It is considered to be autosomal (not linked to sex) and polygenic. Polygenic means that unlike other genetic diseases involving single genes, Vitiligo and other autoimmune diseases appear to involve many susceptibility genes. Some of these genes might be importantly related to the function of the immune system. At least in some Vitiligo patients the immune system attacks and destroy melanocytes, the pigment-producing cells of the skin. In some families it is associated to other autoimmune diseases, like thyroid disease and pernicious anaemia. One family member may have a thyroid problem and another may have Vitiligo.
Vitiligo appears to be not only polygenic (a genetic defect would make melanocytes susceptible to injury) but also multifactorial. These means that there are other factors that probably work in combination and cause the disease. These factors may include the body’s immune system that may destroy melanocytes; abnormally functioning nerve cells that may produce toxic substances that injure melanocytes; production of toxic byproducts that could injure and destroy melanocytes while pigment is forming; and environmental factors, such as infections or damage to the skin.
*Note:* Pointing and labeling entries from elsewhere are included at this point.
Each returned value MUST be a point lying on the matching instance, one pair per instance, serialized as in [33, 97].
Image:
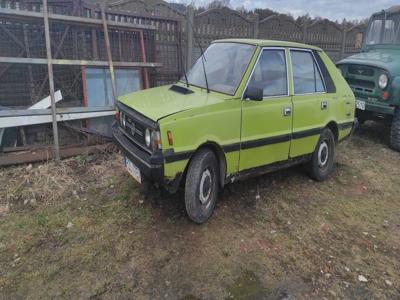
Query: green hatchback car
[246, 107]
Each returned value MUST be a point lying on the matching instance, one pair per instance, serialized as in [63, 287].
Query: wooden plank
[71, 62]
[5, 12]
[16, 121]
[45, 154]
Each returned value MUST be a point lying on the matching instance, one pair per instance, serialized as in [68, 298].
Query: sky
[330, 9]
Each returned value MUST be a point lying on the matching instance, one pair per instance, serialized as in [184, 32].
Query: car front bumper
[151, 166]
[377, 107]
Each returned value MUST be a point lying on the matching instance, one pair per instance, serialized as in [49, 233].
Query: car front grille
[363, 86]
[133, 129]
[361, 70]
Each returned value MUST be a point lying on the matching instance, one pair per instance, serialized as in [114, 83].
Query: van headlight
[383, 81]
[147, 137]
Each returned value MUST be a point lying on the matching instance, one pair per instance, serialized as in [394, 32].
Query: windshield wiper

Vitiligo itself is not inherited, but the disposition to have it can be inherited. It is probably a combination of genes that may be the critical factor plus some stimulus capable of starting it off. In the future, a deeper knowledge of which genes are involved may allow genetic testing for individuals that might be predisposed to having Vitiligo. In those individuals environmental risk factors could be more carefully avoided in order to prevent the onset of Vitiligo depigmentation.